O ex-chefe de gabinete do presidente Luiz Inácio Lula da Silva, Marco Aurélio Santana Ribeiro, conhecido como Marcola, admitiu ter recebido R$ 249 mil da empresária Roberta Luchsinger, investigada pela Polícia Federal e amiga de Fábio Luís Lula da Silva, o Lulinha, filho mais velho do presidente. Em nota, o assessor afirmou que a transferência foi um empréstimo pessoal já quitado e que jamais manteve relação que caracterizasse ilegalidade no exercício da função. Ele acrescentou que seus sigilos bancário e fiscal estão à disposição da Justiça. Marcola deixou a chefia de gabinete em 21 de julho para integrar a equipe de campanha do presidente à reeleição, e Lula decidiu, por ora, mantê-lo no time.
A cobertura converge nos elementos centrais do caso. A existência da transação foi citada pela Polícia Federal no pedido de abertura de inquérito para apurar suspeita de tráfico de influência envolvendo Lulinha no Ministério da Saúde e no Palácio do Planalto.
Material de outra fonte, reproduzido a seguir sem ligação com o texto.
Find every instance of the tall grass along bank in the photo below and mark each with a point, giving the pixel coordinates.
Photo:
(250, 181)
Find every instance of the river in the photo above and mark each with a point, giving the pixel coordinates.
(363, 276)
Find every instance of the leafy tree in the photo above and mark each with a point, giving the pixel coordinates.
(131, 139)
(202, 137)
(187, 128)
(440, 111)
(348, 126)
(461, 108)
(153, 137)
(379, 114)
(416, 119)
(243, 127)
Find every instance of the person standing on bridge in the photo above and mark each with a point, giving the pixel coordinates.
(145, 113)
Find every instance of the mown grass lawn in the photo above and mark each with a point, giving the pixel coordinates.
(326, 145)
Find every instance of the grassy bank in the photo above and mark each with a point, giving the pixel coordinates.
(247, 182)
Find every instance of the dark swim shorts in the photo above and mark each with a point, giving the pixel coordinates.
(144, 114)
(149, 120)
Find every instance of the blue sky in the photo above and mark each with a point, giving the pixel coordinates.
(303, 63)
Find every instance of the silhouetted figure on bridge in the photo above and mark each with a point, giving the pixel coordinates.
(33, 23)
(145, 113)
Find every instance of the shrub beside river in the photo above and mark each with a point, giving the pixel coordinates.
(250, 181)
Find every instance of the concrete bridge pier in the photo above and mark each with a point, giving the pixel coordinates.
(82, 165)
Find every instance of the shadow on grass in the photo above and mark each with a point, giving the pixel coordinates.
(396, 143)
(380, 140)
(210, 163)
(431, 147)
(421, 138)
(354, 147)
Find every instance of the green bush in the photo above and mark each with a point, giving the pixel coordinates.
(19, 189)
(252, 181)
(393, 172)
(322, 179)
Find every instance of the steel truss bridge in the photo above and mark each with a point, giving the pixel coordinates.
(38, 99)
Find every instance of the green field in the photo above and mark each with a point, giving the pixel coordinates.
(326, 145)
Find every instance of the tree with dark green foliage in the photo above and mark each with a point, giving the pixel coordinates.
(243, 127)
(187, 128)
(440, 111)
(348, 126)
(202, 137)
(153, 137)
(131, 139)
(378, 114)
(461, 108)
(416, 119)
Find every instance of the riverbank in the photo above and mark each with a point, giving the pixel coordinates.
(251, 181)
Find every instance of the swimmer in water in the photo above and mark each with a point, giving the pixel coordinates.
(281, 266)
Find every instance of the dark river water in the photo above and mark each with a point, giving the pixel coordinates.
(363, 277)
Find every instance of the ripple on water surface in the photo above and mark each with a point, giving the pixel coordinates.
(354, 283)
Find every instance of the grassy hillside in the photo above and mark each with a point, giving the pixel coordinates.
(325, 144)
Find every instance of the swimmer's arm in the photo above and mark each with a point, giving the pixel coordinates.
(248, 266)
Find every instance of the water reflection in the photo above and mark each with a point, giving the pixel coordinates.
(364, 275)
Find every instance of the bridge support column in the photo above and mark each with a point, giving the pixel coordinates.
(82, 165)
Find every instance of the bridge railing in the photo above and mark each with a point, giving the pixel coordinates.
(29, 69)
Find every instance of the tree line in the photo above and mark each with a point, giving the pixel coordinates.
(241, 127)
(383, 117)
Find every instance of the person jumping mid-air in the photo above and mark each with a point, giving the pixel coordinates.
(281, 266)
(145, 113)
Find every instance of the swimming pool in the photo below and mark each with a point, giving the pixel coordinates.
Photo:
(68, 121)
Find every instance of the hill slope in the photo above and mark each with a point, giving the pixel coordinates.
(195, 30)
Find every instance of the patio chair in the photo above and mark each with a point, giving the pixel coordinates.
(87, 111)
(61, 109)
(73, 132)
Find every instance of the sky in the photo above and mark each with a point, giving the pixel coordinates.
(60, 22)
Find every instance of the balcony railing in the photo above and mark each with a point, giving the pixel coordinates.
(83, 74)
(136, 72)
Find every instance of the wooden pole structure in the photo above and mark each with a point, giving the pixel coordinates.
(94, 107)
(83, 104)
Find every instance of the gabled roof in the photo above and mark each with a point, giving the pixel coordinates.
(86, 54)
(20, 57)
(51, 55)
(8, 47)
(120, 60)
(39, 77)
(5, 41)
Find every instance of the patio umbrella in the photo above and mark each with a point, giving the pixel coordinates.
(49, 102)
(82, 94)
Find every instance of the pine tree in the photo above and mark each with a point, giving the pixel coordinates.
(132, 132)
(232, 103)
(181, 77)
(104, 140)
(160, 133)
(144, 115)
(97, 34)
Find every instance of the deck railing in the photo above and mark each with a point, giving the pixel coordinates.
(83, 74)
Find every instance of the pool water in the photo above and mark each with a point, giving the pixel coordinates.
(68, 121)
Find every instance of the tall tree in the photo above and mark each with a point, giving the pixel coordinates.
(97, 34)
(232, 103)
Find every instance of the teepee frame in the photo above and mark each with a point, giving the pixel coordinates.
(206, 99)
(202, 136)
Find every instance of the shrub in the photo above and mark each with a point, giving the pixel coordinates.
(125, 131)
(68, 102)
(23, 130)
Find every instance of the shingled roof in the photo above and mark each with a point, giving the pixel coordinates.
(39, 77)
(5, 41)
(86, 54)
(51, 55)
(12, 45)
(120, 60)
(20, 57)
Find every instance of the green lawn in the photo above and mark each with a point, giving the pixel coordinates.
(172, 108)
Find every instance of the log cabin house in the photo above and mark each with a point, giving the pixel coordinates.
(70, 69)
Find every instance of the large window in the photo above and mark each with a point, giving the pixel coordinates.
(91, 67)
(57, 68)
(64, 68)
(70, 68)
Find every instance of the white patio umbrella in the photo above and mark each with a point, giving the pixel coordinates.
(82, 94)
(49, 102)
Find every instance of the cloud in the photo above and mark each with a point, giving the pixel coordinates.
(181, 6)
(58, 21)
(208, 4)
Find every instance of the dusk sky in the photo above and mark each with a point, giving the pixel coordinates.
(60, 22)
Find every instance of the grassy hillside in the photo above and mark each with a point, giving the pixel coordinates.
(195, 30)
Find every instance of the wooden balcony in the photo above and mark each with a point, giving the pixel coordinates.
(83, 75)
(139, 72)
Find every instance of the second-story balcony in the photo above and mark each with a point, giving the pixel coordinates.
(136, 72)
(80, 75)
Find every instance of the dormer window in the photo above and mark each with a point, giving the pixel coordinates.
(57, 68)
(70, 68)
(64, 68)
Uma das hipóteses sob apuração é se o pagamento teria sido propina para abrir portas no governo. Roberta Luchsinger é sócia de uma consultoria e disse à Polícia Federal, em maio, que apresentou Lulinha ao lobista Antônio Carlos Camilo Antunes, o Careca do INSS, apontado como operador central do esquema que descontou mais de R$ 6 bilhões de beneficiários do INSS entre 2019 e 2024. Dois inquéritos sobre o filho do presidente já foram distribuídos ao ministro André Mendonça, do Supremo Tribunal Federal, e um terceiro pedido foi encaminhado ao ministro Flávio Dino. A defesa de Lulinha nega qualquer irregularidade e pediu providências contra o que chama de vazamentos reiterados e seletivos.
A cobertura de centro organizou o episódio pelo custo eleitoral e pela decisão do presidente. Foram esses textos que trouxeram o valor exato da transferência, o relato de que Lula soube do caso há menos de duas semanas e a informação, apurada junto a integrantes do núcleo da campanha, de que o assessor só sairia da equipe se ele próprio quisesse. Registraram ainda que o presidente disse a aliados defender que todos os fatos sejam investigados e que, na eleição, quer separar seus atos dos de pessoas próximas. Também descreveram o peso do cargo que Marcola ocupava: responsável pela agenda presidencial e um dos poucos canais de acesso a um presidente que não usa telefone celular.
Veículos de direita enfatizaram a trilha investigativa e o acesso à máquina pública. Foi nessa cobertura que apareceram os registros de mais de 40 entradas da empresária em órgãos federais entre 2023 e 2025 sem constar das agendas oficiais, incluindo o Ministério da Saúde e o gabinete de um ministro, além de mensagens em que ela acertava com o operador do esquema ações para abrir portas no governo federal. Esses textos posicionaram no alto a hipótese de propina levantada pela Polícia Federal e deram destaque à cobrança de adversários. O principal nome da oposição na disputa presidencial questionou publicamente a origem do dinheiro e sugeriu tratar-se de recurso de aposentados. Outros dois pré-candidatos ao Planalto afirmaram que o caso aproxima o escândalo do entorno imediato do presidente, e um candidato a senador, ex-procurador da força-tarefa da Lava Jato, pediu que o Supremo investigue a operação financeira.
Nenhum veículo de esquerda do conjunto analisado cobriu o episódio até o momento. A leitura provável desse campo, com base nos mesmos fatos, sustentaria que empréstimo entre particulares, quitado e assumido publicamente, não é ilícito por si, que nenhuma decisão de governo foi apontada como contrapartida e que a entrega voluntária de sigilos indica disposição de esclarecer. Esse enquadramento também tenderia a questionar o ritmo de revelações fatiadas em plena campanha e a lembrar que as vítimas do esquema de descontos são os beneficiários do INSS.
Pontos relevantes seguem em aberto. Não há decisão sobre a abertura do terceiro inquérito. Não se sabe qual era a finalidade declarada do empréstimo além da menção a uma questão familiar, nem por que a quitação só teria ocorrido neste ano, depois de a empresária virar alvo da Polícia Federal. Também não foi divulgada a documentação bancária que o assessor afirma possuir, e não há definição sobre quanto tempo ele permanecerá na equipe de campanha.